There is much more detail about language - language and class, language and identity etc. I don't know about you, but I had to produce a separate booklet on my own to cover the requirements of the old specification in terms of language. Fortunately I also teach English Language so I had plenty of tried and tested material to use in the classroom but I am sure some centres would have struggled with this specialist area.
The authors have also not made the mistake of working through how to approach coursework in explicit detail this time - last time there was a whole section which completely misled a number of centres because by the time the textbook came out, the coursework requirements had been considerably revised. There were particular problems with the Review section of the Oral Portfolio for example, with centres being advised, in the textbook to review research methods, the success and failure of the investigation and conclusions and as an afterthought, the oral presentation. As we all know, the Review was supposed to evaluate ONLY the oral presentation! I was an AS Coursework moderator in the first year so observed, firsthand, the effects of trusting a textbook to be in tune with an Exam Board and a particular specification!
However, the chapter on coursework in this new textbook is rather rambling, with a detailed, philosophical justification of the new coursework approach, which I don't always agree with. It does provide lots of sample source material and ideas for coursework titles and encourages students to practice forming titles and ideas before embarking on their final pieces. It does encourage them to explore the ideas on the course widely. It does not encourage them to evaluate source material - to differentiate between useful and not useful or opinion and fact, in fact the authors explicitly say they are not interested in facts but ideas and opinions.
There is also a chapter on the coursework topics - Good/Bad Taste, `Speak that I might see you': Idiolect, "The Writing on the Wall", "The Songs that saved my life" etc.

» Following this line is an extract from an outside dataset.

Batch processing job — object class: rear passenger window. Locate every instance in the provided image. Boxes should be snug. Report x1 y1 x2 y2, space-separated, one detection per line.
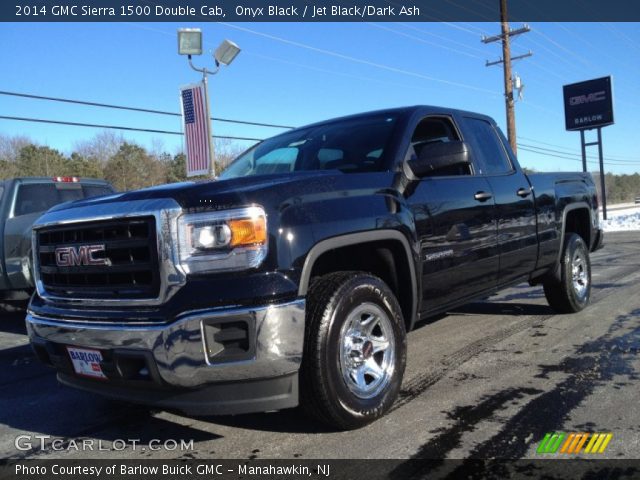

This chapter will certainly get you started with some ideas but you will want to develop your own stimulus materials and encourage students to share what they find on these topics.
All in all, if I was starting the new AS Communication and Culture specification this September, for the first time, I think I would invest in a copy of this textbook for each of my students. At £18.99 it is not cheap but if it is the only textbook you are going to use, it's probably worth it. If, like me, you are an old hand, your department already has loads of copies of the old favourites (Between Ourselves etc) especially if you are a large centre with more than 30 students at AS Level, you may just want to invest in a class set of this new textbook, so that you can use the new sections on culture and the coursework topics. The same advice if you were a new centre in 2000 and bought the old "AS Communication Studies: An Essential Guide" - buy a class set of this new one but do warn your students about the out-of-date section on coursework in their old copies. I guess as the old cliché says, "The proof of the pudding will be in the eating"!